Women urged to wrest rights with education, skills

Dawn News Staff Reporter
Dawn News
03/08/2011

Seminars, a press conference and a walk were also held on the day celebrated in the city as elsewhere in the world.

They said women were discriminated against right from their childhood as the male child was given preference to the girl child by the family in the provision of food, education, medical help, etc. When girls grew up and came out of their homes to get education or employment, a majority of them faced harassment at public places, bus stops, in transport and even at workplaces.

Speaking at a seminar organised by the Coordination Committee for Women’s Day (CCWD), Mehnaz Rehman of the Aurat Foundation demanded that all laws discriminatory to any section of society be abolished, and sterner steps be taken against elements burning down girls schools.

She said a country could not progress in the true sense of the word if half of its population was given neither equal rights nor opportunities.

She demanded that equal opportunities in the fields of education and employment be provided to women so that they could play their due role in the progress of the country.
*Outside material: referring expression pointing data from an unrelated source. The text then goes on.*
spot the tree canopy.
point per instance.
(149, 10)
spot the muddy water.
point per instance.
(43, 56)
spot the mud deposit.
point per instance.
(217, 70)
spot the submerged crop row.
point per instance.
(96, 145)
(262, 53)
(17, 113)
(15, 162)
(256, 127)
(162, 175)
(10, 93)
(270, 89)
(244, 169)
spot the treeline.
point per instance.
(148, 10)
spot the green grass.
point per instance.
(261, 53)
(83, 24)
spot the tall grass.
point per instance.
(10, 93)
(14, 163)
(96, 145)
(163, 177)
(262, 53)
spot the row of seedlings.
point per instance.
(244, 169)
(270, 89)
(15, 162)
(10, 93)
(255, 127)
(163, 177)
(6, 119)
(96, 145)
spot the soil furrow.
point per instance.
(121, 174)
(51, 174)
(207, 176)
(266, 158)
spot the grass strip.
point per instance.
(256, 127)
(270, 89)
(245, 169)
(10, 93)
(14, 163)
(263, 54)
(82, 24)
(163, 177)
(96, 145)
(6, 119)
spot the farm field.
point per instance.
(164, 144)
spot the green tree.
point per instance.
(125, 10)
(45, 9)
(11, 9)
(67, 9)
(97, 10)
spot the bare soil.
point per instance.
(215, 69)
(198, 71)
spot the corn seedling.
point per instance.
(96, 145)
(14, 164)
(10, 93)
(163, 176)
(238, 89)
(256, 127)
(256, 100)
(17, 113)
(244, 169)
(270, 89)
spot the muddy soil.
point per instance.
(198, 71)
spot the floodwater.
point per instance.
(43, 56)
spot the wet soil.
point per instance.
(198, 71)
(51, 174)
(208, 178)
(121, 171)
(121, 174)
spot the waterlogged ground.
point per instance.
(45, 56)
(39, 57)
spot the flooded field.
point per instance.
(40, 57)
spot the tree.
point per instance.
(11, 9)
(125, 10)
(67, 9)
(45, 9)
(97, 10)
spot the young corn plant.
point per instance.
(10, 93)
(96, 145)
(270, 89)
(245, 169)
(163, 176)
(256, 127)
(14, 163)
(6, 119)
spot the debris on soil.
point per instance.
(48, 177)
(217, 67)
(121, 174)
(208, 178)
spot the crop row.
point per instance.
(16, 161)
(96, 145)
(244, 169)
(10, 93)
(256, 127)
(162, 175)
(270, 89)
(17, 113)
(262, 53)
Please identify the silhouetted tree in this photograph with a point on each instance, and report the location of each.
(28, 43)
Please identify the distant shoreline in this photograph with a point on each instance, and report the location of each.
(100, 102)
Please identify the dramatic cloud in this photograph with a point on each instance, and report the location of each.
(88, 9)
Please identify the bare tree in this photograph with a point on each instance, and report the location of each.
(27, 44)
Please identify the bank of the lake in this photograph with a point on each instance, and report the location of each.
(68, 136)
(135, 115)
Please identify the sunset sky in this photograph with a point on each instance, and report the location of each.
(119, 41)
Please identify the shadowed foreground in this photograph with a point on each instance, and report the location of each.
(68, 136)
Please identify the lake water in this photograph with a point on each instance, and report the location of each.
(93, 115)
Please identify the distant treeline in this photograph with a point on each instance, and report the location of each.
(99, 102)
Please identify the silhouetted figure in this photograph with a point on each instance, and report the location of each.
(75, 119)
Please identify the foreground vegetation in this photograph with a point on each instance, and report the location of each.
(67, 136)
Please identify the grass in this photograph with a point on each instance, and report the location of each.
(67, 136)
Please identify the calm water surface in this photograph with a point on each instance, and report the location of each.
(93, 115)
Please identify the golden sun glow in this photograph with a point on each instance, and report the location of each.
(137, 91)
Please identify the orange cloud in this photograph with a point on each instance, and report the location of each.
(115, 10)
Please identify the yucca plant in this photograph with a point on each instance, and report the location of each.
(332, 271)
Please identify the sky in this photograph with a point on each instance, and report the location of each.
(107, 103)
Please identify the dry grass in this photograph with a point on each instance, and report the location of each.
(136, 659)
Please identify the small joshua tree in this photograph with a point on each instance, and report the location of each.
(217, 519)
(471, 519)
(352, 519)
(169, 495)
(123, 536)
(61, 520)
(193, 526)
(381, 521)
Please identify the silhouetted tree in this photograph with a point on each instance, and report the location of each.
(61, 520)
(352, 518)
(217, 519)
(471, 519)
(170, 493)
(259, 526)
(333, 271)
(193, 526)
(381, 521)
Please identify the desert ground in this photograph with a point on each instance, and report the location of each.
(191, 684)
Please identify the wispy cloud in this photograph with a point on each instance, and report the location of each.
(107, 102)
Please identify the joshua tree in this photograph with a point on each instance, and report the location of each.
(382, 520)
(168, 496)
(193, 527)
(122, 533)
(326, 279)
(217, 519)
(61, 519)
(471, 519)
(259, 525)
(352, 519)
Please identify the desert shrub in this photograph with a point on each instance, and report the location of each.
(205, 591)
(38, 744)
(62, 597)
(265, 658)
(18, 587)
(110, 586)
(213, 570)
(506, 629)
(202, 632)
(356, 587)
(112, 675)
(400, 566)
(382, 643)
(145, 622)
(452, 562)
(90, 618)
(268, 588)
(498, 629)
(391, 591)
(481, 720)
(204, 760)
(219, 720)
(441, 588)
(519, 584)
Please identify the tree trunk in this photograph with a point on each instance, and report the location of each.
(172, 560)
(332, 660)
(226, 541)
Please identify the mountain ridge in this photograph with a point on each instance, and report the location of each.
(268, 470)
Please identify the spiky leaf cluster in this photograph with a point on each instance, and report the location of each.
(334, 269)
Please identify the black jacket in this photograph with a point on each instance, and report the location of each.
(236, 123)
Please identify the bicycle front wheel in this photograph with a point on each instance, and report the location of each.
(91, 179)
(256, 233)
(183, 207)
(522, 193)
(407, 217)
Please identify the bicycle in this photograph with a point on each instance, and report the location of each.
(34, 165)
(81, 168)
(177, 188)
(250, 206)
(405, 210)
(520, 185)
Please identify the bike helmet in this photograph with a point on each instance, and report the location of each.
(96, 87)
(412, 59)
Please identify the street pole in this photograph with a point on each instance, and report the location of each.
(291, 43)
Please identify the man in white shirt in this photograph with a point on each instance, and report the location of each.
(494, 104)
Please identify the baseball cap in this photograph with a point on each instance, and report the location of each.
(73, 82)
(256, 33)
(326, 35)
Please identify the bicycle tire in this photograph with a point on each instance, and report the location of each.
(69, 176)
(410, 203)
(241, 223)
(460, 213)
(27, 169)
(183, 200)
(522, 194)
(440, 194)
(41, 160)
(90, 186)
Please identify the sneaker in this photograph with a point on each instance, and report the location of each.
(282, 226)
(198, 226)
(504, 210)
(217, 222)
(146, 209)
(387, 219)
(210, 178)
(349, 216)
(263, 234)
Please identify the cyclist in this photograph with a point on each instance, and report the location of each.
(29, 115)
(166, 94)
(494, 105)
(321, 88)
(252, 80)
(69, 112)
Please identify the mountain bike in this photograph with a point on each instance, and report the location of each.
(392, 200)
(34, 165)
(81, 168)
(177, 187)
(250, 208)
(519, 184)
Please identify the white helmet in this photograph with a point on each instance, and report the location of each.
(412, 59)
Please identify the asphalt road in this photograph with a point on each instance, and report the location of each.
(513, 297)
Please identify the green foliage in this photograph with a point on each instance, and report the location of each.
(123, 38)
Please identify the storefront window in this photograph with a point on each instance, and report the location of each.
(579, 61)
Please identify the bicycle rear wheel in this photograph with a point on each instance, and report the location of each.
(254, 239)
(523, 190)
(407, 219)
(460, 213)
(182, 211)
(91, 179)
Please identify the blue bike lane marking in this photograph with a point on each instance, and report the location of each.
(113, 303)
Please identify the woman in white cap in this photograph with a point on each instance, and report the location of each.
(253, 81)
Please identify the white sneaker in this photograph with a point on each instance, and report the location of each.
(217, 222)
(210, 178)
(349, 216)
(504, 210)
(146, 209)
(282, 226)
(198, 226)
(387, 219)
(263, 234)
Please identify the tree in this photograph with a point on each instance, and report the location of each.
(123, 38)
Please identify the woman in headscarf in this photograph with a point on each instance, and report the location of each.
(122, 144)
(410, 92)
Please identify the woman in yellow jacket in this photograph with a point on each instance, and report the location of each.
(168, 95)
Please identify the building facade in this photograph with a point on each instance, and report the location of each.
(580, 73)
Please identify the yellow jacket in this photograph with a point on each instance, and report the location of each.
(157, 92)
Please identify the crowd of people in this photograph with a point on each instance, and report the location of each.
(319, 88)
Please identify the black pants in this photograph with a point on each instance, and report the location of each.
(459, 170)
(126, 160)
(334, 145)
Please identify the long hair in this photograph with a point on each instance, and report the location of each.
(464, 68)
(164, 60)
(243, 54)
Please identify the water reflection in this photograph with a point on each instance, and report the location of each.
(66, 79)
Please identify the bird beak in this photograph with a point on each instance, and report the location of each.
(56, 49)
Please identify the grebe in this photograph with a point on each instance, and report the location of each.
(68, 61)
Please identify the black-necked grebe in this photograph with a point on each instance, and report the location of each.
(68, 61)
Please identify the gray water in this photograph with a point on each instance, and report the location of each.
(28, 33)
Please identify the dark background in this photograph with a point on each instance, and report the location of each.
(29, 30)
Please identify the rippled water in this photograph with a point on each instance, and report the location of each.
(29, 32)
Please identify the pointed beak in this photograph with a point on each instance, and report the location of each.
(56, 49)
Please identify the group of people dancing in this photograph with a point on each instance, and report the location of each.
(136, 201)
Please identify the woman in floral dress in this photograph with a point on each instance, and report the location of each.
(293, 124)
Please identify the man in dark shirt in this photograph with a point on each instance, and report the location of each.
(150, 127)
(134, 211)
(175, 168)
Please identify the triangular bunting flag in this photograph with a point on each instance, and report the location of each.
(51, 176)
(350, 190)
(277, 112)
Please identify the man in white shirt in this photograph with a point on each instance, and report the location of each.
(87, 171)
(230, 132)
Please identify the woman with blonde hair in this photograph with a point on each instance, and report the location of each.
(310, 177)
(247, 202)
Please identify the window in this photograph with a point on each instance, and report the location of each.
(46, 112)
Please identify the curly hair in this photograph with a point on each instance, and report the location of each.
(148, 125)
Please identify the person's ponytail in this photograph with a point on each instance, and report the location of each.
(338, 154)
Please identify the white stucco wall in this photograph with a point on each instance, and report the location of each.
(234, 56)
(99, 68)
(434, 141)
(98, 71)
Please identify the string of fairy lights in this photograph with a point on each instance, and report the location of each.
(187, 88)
She further demanded that women be paid equal wages for doing the same work as their male counterparts.

She said that while some women-friendly legislation had been done, the implementation of the laws remained spotty owing to which harassment of and violence against women was growing.

Pointing out that a majority of women worked from homes, Zahra Akbar said they were not even considered workers and were not able to get their rights guaranteed to them by the law.

She demanded that proper legislation for protecting the rights of the home-based workers be formulated.

Surayya Nisar, highlighting the problems being faced by nurses, said though some laws had been made to protect women, they were not being
properly implemented owing to which harassment of women continued.

She said that owing to the discrimination as well as harassment being faced by nurses only a few women joined the noble profession.

Shakila Asghar, highlighting the issues of textile industry workers, said a large number of women workers were not even given appointment letters, with the result that they could not claim their rights from their employers.

Farhat Perveen, Malka Khan, Atiya Dawood, Shabnum, Hamida Sikander, Rahila Raheem and others also spoke at the seminar organised by the CCWD, which comprises over 30 organisations.

Earlier, the participants gathered at the Karachi Press Club and took out a procession from there which, after passing through various city streets, came to the Arts Council of Pakistan, where the seminar was held in its open-air theatre.

Earlier, the Working Women Welfare Trust demanded that women workers be allowed the facility of flexitime so that they could efficiently do their duties besides attending to their domestic responsibilities.

The WWWT’s Rehana Afroze said the concept of flexitime was not new and had been practised in the West for decades and even men also made use of it. She said the trust was taking up this issue with the legislators so that this facility could be made available to women workers here as well.

Skill development

Sindh Social Welfare Minister Begum N. D. Khan urged women to get technical skills so that not only they could be economically empowered and made independent, but could also help improve the family income besides strengthening the national economy.

She was speaking at the graduation ceremony of a vocational training programme organised in Gulshan-i-Iqbal on Tuesday.
She distributed sewing machines among women on the occasion.

Speaking at the ceremony, she said the Sindh Assembly had also passed a resolution regarding the protection of women’s rights on Tuesday to mark the International Women’s Day.

Iqbal Saeed and Ghulam Mohammad also spoke.